Despite this MoMA milestone, which came relatively early in her career, Smith received little attention from the established art world for the next 40 years. Though she did have some exhibitions, they were relatively few and far between. Smith explains that though she was around, nobody really sought her out. It’s really only the past 10 years that Smith has slowly started gaining more and more well-deserved widespread attention and recognition for her unique body of work. The 2010 MoMA show “Pictures by Women: A History of Modern Photography,” was a big turning point for Smith.
© Ming Smith, Courtesy Steven Kasher Gallery
Representation and Recent Exhibitions
Smith is now represented by Jenkins Johnson Gallery and Steven Kasher Gallery. She was included in the touring exhibition “Soul of a Nation: Art in the Age of Black Power” (2018-2019) organised by Tate Modern in collaboration with the Brooklyn Museum, Crystal Bridges and The Broad, and in the Brooklyn Museum’s “We Wanted A Revolution: Black Radical Women, 1965-85” (2017). In 2017, she collaborated with video artist Arthur Jafa on his exhibition at the Serpentine Gallery in London. In 2019, she had her first solo show in London, showing vintage black-and-white prints from her “August Wilson” and “Invisible Man” series at Frieze Masters.

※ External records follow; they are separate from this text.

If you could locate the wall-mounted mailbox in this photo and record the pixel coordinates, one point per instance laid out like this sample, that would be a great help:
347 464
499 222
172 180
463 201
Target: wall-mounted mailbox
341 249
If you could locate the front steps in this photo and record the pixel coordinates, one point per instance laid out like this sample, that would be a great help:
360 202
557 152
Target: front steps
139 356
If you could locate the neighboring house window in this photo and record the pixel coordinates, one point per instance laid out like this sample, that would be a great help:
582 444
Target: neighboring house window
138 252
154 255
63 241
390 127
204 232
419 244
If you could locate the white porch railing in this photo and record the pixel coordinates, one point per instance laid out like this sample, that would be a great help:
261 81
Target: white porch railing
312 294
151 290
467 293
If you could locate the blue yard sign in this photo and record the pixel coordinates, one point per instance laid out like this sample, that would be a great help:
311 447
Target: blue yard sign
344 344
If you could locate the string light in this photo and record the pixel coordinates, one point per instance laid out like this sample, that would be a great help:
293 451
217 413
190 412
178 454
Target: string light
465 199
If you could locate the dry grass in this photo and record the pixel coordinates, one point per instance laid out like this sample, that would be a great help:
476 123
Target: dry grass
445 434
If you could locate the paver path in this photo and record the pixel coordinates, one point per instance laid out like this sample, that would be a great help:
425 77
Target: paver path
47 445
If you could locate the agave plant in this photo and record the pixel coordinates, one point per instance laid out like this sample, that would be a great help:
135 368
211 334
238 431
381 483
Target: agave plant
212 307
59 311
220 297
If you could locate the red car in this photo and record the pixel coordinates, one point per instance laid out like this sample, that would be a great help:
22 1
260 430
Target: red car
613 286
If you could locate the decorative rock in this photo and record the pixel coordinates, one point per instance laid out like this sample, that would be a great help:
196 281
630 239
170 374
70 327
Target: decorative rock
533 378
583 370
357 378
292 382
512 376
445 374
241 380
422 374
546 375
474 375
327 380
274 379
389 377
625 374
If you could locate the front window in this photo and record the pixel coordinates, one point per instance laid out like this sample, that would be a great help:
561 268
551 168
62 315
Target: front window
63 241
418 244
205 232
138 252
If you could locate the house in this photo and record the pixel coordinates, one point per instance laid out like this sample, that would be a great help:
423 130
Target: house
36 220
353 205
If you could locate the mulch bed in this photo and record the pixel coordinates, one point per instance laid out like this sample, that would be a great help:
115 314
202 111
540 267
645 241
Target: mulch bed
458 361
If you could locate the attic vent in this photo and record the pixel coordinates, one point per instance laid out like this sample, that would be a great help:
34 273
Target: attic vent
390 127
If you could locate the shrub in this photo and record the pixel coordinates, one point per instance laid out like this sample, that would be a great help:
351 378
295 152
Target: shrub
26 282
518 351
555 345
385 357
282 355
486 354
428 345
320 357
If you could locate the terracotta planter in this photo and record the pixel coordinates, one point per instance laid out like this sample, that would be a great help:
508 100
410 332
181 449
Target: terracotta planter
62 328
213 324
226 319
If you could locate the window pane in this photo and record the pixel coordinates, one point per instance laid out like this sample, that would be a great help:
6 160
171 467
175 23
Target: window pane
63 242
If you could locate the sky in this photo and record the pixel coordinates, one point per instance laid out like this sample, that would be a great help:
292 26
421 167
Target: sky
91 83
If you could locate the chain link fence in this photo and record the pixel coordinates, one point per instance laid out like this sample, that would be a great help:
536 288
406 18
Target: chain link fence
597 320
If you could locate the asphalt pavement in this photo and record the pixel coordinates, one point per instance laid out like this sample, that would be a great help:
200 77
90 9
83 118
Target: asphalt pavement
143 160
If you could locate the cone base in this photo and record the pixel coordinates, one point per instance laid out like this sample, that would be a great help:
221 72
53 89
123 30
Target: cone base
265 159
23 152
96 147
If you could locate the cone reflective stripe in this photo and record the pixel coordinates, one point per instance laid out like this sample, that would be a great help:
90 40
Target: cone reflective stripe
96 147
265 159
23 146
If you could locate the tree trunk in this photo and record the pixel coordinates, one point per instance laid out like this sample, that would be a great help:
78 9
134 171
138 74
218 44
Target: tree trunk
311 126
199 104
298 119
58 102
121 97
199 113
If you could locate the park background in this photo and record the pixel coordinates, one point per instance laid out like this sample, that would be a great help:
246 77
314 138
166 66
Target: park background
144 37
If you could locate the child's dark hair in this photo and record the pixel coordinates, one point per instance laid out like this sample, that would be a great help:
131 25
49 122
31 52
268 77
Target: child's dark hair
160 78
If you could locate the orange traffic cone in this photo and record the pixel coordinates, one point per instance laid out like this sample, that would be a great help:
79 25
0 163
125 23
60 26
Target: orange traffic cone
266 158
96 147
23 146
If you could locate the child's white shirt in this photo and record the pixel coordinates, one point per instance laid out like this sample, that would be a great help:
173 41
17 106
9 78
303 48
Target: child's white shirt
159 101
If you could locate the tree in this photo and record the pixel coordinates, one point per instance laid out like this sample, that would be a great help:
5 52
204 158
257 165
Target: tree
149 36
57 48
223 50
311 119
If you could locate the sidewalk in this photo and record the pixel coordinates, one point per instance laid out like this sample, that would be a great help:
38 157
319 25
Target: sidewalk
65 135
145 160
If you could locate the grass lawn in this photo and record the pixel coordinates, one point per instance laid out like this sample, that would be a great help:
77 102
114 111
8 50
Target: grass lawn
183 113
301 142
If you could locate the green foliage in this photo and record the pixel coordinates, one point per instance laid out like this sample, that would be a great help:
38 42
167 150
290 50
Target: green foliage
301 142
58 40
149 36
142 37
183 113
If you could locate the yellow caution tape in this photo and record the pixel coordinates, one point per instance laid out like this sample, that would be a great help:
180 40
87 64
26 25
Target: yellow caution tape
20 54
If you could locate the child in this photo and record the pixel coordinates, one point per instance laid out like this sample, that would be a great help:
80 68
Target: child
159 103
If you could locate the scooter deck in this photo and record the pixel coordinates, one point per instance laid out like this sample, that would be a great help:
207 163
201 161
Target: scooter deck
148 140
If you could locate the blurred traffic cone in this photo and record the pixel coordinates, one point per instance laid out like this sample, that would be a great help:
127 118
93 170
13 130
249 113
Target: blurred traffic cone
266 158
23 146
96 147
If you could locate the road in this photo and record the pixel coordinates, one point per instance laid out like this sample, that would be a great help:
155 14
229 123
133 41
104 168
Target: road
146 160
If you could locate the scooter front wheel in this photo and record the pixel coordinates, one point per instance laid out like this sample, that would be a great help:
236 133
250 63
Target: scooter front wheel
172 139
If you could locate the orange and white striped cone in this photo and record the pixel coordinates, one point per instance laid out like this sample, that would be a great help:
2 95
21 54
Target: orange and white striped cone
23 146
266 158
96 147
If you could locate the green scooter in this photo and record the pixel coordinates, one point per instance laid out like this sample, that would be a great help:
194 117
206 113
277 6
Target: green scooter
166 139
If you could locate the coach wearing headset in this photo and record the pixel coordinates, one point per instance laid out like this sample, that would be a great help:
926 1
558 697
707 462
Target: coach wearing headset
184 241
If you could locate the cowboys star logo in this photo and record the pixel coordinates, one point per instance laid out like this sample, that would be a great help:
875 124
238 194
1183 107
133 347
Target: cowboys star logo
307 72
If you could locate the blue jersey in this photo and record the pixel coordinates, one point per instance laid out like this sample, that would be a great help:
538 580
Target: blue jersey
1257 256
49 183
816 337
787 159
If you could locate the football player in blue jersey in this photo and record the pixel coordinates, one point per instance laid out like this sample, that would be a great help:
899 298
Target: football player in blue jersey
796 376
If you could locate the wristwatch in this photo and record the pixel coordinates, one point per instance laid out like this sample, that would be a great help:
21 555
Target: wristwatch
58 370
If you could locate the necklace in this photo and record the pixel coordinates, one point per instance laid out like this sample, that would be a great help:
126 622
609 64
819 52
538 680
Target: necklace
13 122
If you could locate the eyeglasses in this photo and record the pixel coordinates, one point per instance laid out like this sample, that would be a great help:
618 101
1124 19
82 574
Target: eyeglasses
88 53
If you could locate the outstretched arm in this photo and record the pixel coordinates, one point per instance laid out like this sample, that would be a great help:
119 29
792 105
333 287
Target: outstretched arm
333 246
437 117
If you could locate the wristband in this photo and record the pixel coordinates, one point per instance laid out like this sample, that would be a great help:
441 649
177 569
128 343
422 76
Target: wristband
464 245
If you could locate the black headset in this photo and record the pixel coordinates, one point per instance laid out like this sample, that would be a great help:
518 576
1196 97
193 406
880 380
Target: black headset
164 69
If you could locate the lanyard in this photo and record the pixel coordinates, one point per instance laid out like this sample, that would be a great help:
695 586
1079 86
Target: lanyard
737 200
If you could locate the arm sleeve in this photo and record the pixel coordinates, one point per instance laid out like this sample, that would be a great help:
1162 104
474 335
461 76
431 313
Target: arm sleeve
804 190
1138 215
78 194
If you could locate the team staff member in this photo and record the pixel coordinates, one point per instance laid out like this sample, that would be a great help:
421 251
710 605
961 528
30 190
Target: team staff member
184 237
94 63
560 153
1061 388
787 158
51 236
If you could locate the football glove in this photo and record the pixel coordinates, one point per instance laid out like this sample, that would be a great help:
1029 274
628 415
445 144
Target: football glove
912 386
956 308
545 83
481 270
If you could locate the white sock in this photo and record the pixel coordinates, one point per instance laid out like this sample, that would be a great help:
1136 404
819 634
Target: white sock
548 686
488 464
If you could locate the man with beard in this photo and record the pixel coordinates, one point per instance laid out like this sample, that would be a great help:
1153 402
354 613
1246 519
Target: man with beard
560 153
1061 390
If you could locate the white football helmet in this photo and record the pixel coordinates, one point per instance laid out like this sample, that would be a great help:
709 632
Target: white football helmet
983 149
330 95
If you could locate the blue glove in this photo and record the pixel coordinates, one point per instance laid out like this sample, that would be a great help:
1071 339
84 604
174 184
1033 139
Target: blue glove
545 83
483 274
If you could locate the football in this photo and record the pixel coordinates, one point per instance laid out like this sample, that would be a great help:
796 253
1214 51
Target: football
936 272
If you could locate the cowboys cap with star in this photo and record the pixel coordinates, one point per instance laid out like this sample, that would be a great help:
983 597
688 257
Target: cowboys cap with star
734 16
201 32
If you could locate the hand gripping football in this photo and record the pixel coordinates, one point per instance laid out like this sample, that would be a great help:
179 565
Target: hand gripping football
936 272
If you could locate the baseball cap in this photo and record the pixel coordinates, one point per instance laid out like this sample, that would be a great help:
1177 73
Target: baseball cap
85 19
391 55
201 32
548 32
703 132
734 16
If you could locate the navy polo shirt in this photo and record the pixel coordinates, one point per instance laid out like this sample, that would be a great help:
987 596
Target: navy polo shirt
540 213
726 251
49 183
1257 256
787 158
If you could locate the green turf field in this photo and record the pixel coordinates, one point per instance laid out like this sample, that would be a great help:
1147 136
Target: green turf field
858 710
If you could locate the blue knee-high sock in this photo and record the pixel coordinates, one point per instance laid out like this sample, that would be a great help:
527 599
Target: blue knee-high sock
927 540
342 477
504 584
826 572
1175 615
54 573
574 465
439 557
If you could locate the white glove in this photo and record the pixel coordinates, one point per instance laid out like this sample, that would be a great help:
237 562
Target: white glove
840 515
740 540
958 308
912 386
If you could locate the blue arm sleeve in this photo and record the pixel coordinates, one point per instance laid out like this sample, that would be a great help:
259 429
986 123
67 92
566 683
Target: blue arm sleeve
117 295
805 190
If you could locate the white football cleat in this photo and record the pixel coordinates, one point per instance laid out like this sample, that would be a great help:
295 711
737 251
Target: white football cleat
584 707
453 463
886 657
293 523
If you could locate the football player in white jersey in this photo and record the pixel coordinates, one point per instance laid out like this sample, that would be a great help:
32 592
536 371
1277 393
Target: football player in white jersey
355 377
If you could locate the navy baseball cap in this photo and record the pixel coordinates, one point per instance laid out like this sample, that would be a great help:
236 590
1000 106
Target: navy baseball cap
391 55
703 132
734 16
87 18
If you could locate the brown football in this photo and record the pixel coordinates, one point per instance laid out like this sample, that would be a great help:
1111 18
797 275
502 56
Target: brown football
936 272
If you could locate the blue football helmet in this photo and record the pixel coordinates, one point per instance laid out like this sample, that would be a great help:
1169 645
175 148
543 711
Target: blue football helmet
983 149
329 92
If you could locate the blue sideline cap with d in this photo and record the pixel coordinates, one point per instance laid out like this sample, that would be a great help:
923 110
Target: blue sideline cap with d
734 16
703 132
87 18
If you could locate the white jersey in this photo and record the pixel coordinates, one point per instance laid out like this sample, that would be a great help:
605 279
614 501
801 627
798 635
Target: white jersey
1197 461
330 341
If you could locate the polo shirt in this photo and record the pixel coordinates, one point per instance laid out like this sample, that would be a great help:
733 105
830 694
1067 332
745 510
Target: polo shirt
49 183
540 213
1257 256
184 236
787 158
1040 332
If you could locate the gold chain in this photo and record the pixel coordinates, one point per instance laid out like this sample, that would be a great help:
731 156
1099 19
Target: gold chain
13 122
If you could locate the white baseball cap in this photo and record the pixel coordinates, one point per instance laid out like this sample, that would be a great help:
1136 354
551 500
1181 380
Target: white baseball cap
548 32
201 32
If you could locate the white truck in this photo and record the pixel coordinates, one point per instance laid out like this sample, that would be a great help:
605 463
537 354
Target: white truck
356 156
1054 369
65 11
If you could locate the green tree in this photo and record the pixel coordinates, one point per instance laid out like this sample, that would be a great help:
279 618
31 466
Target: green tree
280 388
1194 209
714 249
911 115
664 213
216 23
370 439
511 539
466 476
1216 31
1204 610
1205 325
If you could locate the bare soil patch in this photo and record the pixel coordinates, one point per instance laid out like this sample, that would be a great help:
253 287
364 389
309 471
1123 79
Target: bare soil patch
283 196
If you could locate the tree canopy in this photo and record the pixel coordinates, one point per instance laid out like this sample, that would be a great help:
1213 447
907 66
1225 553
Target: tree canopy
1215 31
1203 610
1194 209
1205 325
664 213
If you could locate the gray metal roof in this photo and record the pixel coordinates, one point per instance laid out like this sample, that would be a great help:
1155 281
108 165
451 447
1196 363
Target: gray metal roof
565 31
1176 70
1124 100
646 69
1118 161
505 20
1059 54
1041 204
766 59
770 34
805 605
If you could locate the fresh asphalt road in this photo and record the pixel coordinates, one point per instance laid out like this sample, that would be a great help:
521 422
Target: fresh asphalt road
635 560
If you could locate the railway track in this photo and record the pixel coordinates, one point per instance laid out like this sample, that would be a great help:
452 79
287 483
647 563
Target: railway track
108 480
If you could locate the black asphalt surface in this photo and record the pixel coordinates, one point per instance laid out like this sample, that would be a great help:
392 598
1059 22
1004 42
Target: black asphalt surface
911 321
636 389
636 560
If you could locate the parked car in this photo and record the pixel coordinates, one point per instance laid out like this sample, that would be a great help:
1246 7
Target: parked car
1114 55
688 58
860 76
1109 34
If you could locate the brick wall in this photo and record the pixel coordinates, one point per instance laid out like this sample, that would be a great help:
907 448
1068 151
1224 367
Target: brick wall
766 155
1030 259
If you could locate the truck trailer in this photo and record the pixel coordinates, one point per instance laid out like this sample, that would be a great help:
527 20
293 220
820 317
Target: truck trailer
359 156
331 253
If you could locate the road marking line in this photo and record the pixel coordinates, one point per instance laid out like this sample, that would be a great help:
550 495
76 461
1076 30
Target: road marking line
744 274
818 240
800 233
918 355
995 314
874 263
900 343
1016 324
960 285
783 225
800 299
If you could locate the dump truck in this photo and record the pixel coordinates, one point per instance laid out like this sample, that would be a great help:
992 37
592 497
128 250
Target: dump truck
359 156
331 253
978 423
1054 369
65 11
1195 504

Her photographs are held in the collections of MoMA, the Whitney Museum of Art, Philadelphia Museum of Art, Detroit Institute of Arts, Virginia Museum of Fine Art, the Schomburg Center for Research in Black Culture, and the National Museum of African American History and Culture.
Smith’s work, which she always believed to be bigger than herself, is finally starting to gain the prominent place it deserves.